HHS Asks: Are Data Demands for HIV Treatment Grants Too Much?

The Department of Health and Human Services has issued a request for information on reducing undue data collection burdens on organizations receiving grants to provide HIV prevention, treatment and care services.


The Department of Health and Human Services has issued a request for information on reducing undue data collection burdens on organizations receiving grants to provide HIV prevention, treatment and care services.

“At present, HHS Operating Divisions that fund these services use a mixture of non-interoperable information processing systems to collect programmatic, fiscal and other data from grantees,” according to the RFI. “Moreover, these systems often utilize different indicators to monitor the progress of HIV/AIDS programs that vary in their specifications (e.g., numerators, denominators, time frames) and other key parameters.”

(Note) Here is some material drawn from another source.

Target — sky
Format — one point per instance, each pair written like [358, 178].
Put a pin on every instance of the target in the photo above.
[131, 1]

Consequently, the department is looking for comment on strategies to streamline and standardize data collection “while preserving the capacity to monitor the provision of high quality services.” The seven-question RFI covers the extent of administrative burdens, monthly costs to fulfill reporting obligations, specific recommendations for simplifying grants administration, grantee-implemented solutions to manage data collection/monitoring/reporting, which indicators or data elements could be eliminated, ways to more efficiently report and share data, and ways to map and measure reduced HIV reporting burdens.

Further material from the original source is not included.